My brother is not like that. My brother, to my knowledge, despite being a very tall, athletic guy himself, has never been in a fight. This past summer, my friend Sadie told me that my brother’s gift to the world is “being kind.” This is true. My brother would never incite anyone to violence. My family is not that way. We were not raised that way.
But that doesn’t mean I didn’t fantasize about it. I did. I never fantasized about enacting violence on Caleb myself. I knew that was an impossibility. That would have been like fantasizing I was Angelina Jolie. Still, I fantasized about watching someone else enact violence on Caleb. I fantasized about watching him be powerless.
I fantasized about saying, “How does that feel? How does that feel? How does that feel? How does that feel? How does that feel?”
I’ve learned that those fantasies were completely normal. I’m not a monster for having those fantasies. and I never would have acted on them, but I had them.
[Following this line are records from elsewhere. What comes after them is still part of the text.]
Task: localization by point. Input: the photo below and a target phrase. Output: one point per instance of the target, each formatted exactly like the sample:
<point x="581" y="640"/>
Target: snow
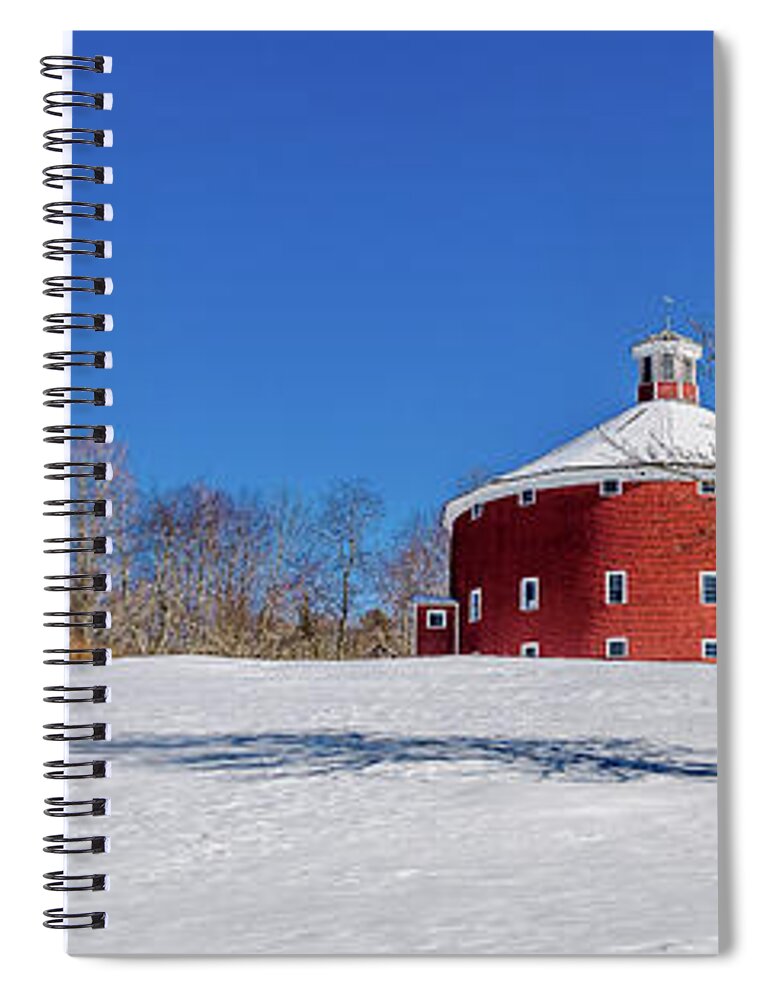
<point x="662" y="439"/>
<point x="440" y="806"/>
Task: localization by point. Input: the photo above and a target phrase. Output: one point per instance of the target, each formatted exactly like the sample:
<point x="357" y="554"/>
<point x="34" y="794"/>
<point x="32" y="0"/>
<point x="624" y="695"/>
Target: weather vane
<point x="668" y="302"/>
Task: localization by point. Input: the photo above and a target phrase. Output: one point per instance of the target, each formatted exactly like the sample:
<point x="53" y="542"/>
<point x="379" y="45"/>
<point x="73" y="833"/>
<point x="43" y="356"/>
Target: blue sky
<point x="401" y="256"/>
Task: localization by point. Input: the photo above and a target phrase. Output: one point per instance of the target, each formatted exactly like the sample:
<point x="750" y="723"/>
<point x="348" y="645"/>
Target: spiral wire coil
<point x="79" y="542"/>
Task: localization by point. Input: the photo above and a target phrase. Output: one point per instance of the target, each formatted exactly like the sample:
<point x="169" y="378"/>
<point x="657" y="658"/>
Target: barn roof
<point x="661" y="439"/>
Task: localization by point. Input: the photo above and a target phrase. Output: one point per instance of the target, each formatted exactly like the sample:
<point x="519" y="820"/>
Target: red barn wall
<point x="663" y="534"/>
<point x="435" y="642"/>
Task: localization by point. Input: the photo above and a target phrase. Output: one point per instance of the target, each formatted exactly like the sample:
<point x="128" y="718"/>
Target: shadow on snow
<point x="273" y="755"/>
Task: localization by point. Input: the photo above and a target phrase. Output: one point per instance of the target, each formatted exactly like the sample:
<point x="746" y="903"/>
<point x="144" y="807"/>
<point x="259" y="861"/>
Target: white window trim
<point x="473" y="618"/>
<point x="615" y="656"/>
<point x="436" y="611"/>
<point x="608" y="574"/>
<point x="701" y="587"/>
<point x="522" y="592"/>
<point x="604" y="492"/>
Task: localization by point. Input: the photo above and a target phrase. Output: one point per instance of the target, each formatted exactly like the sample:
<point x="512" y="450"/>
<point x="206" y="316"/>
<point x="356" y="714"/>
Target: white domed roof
<point x="662" y="439"/>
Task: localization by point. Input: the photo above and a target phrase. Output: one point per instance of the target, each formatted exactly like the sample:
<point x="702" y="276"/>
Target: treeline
<point x="199" y="570"/>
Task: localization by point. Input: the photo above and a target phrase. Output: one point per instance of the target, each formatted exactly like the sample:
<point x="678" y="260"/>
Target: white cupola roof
<point x="667" y="437"/>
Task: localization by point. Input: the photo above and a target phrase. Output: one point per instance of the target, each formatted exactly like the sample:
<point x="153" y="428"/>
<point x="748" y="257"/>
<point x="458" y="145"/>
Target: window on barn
<point x="708" y="588"/>
<point x="435" y="619"/>
<point x="610" y="487"/>
<point x="529" y="593"/>
<point x="616" y="586"/>
<point x="616" y="648"/>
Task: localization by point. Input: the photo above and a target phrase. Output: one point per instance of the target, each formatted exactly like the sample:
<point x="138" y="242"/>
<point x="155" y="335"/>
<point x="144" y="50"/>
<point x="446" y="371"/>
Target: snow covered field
<point x="459" y="805"/>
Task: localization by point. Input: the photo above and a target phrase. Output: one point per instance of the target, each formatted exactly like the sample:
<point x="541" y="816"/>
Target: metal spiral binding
<point x="91" y="544"/>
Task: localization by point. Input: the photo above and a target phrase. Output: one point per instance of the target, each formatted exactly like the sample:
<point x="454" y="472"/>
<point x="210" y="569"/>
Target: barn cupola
<point x="668" y="365"/>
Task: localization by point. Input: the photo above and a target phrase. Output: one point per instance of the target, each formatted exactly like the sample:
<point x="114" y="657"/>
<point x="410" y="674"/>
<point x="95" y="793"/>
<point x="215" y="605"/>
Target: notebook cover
<point x="414" y="553"/>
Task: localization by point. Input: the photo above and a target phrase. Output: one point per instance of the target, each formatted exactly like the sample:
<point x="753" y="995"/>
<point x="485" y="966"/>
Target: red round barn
<point x="605" y="547"/>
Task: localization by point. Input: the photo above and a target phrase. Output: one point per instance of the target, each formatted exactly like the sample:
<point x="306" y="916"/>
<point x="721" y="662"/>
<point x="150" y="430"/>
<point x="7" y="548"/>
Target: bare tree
<point x="348" y="515"/>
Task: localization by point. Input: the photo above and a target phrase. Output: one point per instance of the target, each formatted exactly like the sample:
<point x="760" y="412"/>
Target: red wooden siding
<point x="663" y="534"/>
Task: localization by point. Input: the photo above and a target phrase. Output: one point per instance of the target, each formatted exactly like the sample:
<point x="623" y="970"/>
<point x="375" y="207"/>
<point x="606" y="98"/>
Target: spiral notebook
<point x="387" y="610"/>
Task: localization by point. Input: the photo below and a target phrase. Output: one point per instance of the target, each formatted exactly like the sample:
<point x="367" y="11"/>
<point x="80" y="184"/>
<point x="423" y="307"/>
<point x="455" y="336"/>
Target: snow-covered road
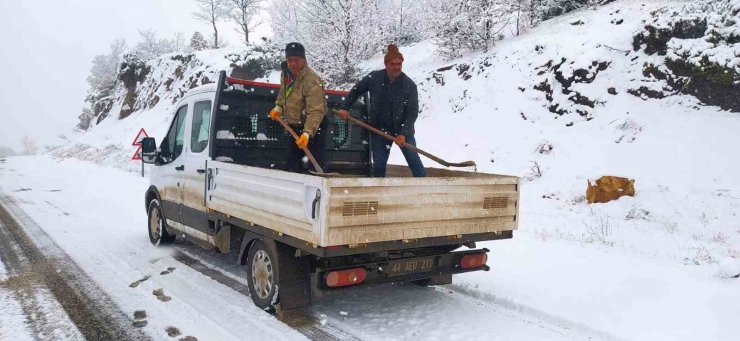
<point x="95" y="215"/>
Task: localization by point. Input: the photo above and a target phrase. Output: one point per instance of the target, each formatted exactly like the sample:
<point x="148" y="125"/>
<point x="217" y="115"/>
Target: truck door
<point x="194" y="213"/>
<point x="171" y="153"/>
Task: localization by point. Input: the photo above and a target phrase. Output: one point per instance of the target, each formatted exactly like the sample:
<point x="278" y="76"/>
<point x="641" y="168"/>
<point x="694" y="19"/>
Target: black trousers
<point x="298" y="162"/>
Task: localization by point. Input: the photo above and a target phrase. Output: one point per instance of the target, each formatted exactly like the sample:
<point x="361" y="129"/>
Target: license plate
<point x="410" y="266"/>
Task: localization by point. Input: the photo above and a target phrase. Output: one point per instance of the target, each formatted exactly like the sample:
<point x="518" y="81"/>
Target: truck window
<point x="201" y="126"/>
<point x="173" y="142"/>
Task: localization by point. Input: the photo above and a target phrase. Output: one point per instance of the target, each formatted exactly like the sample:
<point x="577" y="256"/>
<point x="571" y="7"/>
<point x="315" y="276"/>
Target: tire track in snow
<point x="93" y="313"/>
<point x="466" y="292"/>
<point x="299" y="320"/>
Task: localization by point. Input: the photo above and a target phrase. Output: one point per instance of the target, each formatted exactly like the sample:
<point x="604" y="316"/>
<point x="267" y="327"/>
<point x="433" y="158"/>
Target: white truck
<point x="217" y="180"/>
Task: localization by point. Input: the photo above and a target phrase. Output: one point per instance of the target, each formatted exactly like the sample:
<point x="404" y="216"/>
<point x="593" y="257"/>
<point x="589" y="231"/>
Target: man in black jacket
<point x="394" y="107"/>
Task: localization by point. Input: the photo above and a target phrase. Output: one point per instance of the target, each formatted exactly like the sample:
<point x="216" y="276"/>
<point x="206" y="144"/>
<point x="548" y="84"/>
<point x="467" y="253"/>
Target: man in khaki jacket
<point x="302" y="105"/>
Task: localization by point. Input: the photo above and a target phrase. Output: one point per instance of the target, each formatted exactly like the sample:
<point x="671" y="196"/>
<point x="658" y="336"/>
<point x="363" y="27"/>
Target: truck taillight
<point x="473" y="261"/>
<point x="342" y="278"/>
At one point, Jeff looked at me and said, “You’re my baby. Nobody hurts my baby.” Did I mention that he had already had a couple of drinks when I saw him? It was funny, right? But he was serious, and I was seriously touched. And I’m a feminist, and I should have said, “I’m nobody’s baby! I don’t need a man to take care of me.” But instead, I just felt relief. I felt immensely cared for, and that’s okay. It’s okay for me to want to be protected. That’s okay.
It’s not okay for me to need a man to protect me, but it’s okay for me to find some solace in patriarchy, in the thought that men can use their strength to take care of me rather than hurt me. It’s okay for me to find some solace in whatever the hell brings me solace. It’s okay for me to be complicated, to be nuanced, to contradict myself. And it’s okay for the men in my life to be all of those same things.